A report by the Washington Post last week indicates that the Administration is preparing to use of military bases to hold immigrant children who are either unaccompanied minors or are being split apart from their families.
The Post obtained an email notification sent to Pentagon staff. HHS will make visits at four military installations in Texas and Arkansas during the next two weeks to evaluate their suitability to shelter children. The bases would be used for minors under 18 who arrive at the border without an adult relative or after the government has separated them from their parents.
Just two weeks ago White House Chief of Staff John Kelley, gave an interview saying that immigrants “they are not bad people, “….they are also not people that would easily assimilate into the United States input our modern society…” and went on to defend the separation of children from their parents telling National Public Radio (NPR), “The children will be taken care of—put into foster care or whatever.”
The Washington Post report from May 16, reported that the e-mail communications indicated that no final decisions had been made. In response to the report, the Administration for Children and Families said its programs require “routinely evaluating the needs and capacity of an existing network of approximately 100 shelters in 14 states. Additional properties with existing infrastructure are routinely being identified and evaluated by federal agencies as potential locations for temporary sheltering.,”
Children held in HHS custody spend an average of 45 days in the government’s care, the HHS official said, and they are provided with educational and recreational opportunities. The agency conducts background checks on potential sponsors for the minors, and in 85 percent of cases the children are released to a parent or other adult relative already present in the United States, the official said.”
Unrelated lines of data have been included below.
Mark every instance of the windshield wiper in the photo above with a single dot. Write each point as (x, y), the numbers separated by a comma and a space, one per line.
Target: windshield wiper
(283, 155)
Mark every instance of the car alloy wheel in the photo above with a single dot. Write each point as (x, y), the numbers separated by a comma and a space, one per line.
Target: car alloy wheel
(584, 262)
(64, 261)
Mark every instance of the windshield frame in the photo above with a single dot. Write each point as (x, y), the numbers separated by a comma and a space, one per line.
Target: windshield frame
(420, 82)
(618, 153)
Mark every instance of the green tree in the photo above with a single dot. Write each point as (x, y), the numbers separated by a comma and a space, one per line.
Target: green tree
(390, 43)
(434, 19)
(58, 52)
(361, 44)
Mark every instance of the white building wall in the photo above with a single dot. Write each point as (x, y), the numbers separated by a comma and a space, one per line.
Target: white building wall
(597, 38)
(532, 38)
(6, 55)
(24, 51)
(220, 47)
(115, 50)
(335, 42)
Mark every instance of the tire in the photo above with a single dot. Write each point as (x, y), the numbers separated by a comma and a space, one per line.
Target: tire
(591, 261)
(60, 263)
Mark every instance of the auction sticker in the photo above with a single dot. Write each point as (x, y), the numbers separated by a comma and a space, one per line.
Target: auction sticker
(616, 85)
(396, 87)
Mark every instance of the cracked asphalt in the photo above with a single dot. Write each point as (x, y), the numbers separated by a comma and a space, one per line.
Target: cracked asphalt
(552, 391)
The action is not without irony. The Family First Act reforms child welfare and foster care law by creating a heavy emphasis on moving away from placing children into institutional care without strict review and oversight. The use of military bases to hold immigrant children is not without precedent. At the peak of the 2014 child-immigration crisis, the Obama administration used bases in Oklahoma, Texas and California to house more than 7,000 children over a period of several months. Critics of the family-separation practices denounce the practice as heartless, saying it inflicts additional trauma on families fleeing from Central America’s bloody gang wars.